The father of two small children and the only child of his parents was remembered in an auditorium by the standing crowd as a deeply religious and dedicated family man, who had been on a business trip abroad for the Barcelona-based clothing store chain Desigual.

The only mention of the crash itself during the service in the hilly Barcelona suburb of Montcada was in the funeral program, which said he died at age 36 "in the airplane tragedy in the Alps on the Germanwings Airbus A320 owned by Lufthansa."

"This is the worst thing that can happen to a father and a mother: Lose a loved one," Oliver Calvo's father, Robert Tansill Oliver, said in an interview after the memorial service -- the only one so far for a victim of the plane crash that the media have been allowed to attend.

Oliver Calvo had worked for years as a real estate manager for a successful company that bucked Spain and Europe's financial crisis with store openings galore, and his job was to travel to countries like Austria, Germany, Poland and Switzerland for mid-week trips lasting three to four days to make sure the openings went off without a hitch.

On March 24, he was on his way to open a new Duesseldorf store when the plane's co-pilot Andreas Lubitz locked the pilot out of the cockpit and deliberately crashed it into a mountain. The trip was supposed to be Oliver Calvo's last before a promotion that would have kept him involved in the chain's real estate business but travelling nowhere near as much.

"He just didn't want to be on the road so much. He had been travelling all over Europe for years and now he wasn't going to be travelling every week or every other week so he could spend more time with his family," friend Luis Anera, who led the memorial service, said in an interview.

Tansill Oliver and many others at the funeral home read aloud from the Bibles they brought to the funeral service. He said the family finds some solace because they are Jehovah's Witnesses and are convinced that Oliver Calvo will be resurrected.

His son's remains were among those of 32 victims sent to Spain this week after the remains of German victims were sent home earlier.
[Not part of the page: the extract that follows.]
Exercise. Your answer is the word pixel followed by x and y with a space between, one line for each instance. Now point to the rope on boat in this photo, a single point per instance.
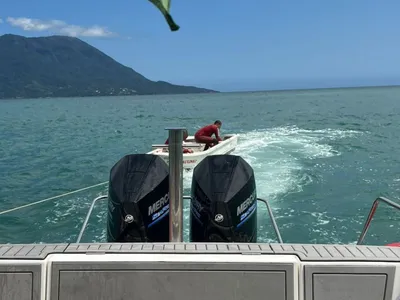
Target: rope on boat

In all, 150 people died in the plane crash -- most of them German or Spanish.

Tansill Oliver said after the service that the crash investigation must answer how Lubitz managed to continue flying despite visiting dozens of doctors in the five years he had been working for the low-cost division of Lufthansa.

And he urged people who may have known Lubitz to contact authorities in the hope that their observations about his behaviour might help explain what caused him to crash the Germanwings flight and what warning signals might have been missed before he did so.

"It's hard for me to believe something didn't happen during one of his other flights and no one noticed," he said.

Lubitz, who had a history of depression, had seven medical appointments in the month before the crash, including three with a psychiatrist, and had taken eight sick days off work, a French prosecutor has said.

Some of the doctors felt Lubitz was psychologically unstable, and some felt he was unfit to fly, but didn't report that information to anyone because of medical secrecy laws.

Before the crash Lubitz searched on the Internet in March for ways of getting hold of the toxic compound potassium cyanide, tranquilizer valium and lethal combinations of medicines.

Tansill Oliver said he was hopeful that a reason why Lubitz avoided detection would be discovered by a panel three French investigating magistrates appointed this week to lead a criminal probe into whether any other person, company or public agency might be liable.

Pinpointing liability will help families and Lufthansa determine how they can compensate surviving relatives of the victims and set up safeguards to prevent a repeat of the Germanwings crash, Tansill Oliver said.

Whoever ends up being responsible "needs to take the necessary steps so this kind of tragedy never happens again to anybody," he said.